Me revoici après ce qui aurait dû être le début de mes vacances! Vous l’aurez compris, je ne suis allée nulle part, j’ai défait mes valises, annulé tous nos plans et au lieu de chauffer mes rhumatismes au soleil de Malaga, je prends des Tylenol Arthrite. Désolée, découragée, oui, mais il y a pire.

La semaine dernière, j’étais en ligne à l’épicerie – à deux mètres du client le plus proche comme me l’ordonnait un représentant de sécurité très pointilleux – quand je me suis avisée que mon voisin était une vieille connaissance, Jam, un de ces Boat People arrivés à Terre-Neuve en 1979, après une errance de plusieurs mois en mer de Chine et en camp de réfugiés. À l’époque, il était le plus jeune réfugié de la province, 14 ans à peine. Avec sa femme, Kim, Vietnamienne et réfugiée elle aussi, ils ont depuis très bien réussi avec leur entreprise de couture.

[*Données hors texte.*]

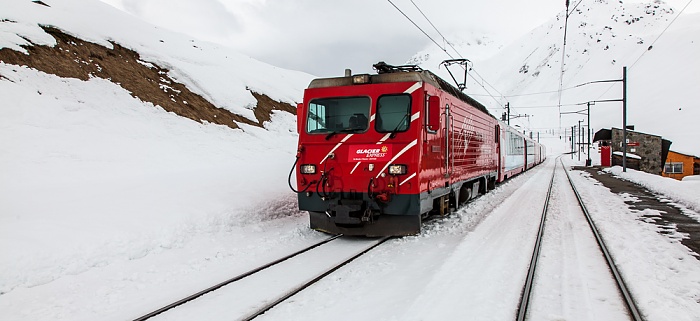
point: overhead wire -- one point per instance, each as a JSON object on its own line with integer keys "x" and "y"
{"x": 650, "y": 46}
{"x": 444, "y": 49}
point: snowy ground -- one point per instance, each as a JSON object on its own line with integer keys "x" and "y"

Jam portait un très joli masque, sûrement cousu par son épouse. Le nez et la bouche enfouis dans mon foulard, je faisais triste mine à côté de lui. En attendant que sortent assez de gens pour que nous puissions entrer dans le magasin, nous avons discuté un peu. Nous étions d’ailleurs les seuls à mettre un peu de vie dans le couloir, les magasins sont devenus ces jours-ci plus lugubres que des salons funéraires. Mais, là n’est pas mon propos.

« Triste époque! » que je lui dis. Et Jam de sourire et de me répondre : « Oh, ce n’est pas grave, au Vietnam, durant la guerre, avec ma famille, on a passé un an enfermé dans une pièce. On cuisinait là, on mangeait et on dormait là tous ensemble. Ce qu’on vit tout de suite, ce n’est rien. C’est ce que j’explique à ma fille. »

Et vlan! c Count your blessings, dit l’Anglais. Une devise à appliquer en ces jours bien plus difficiles pour certains que pour d’autres.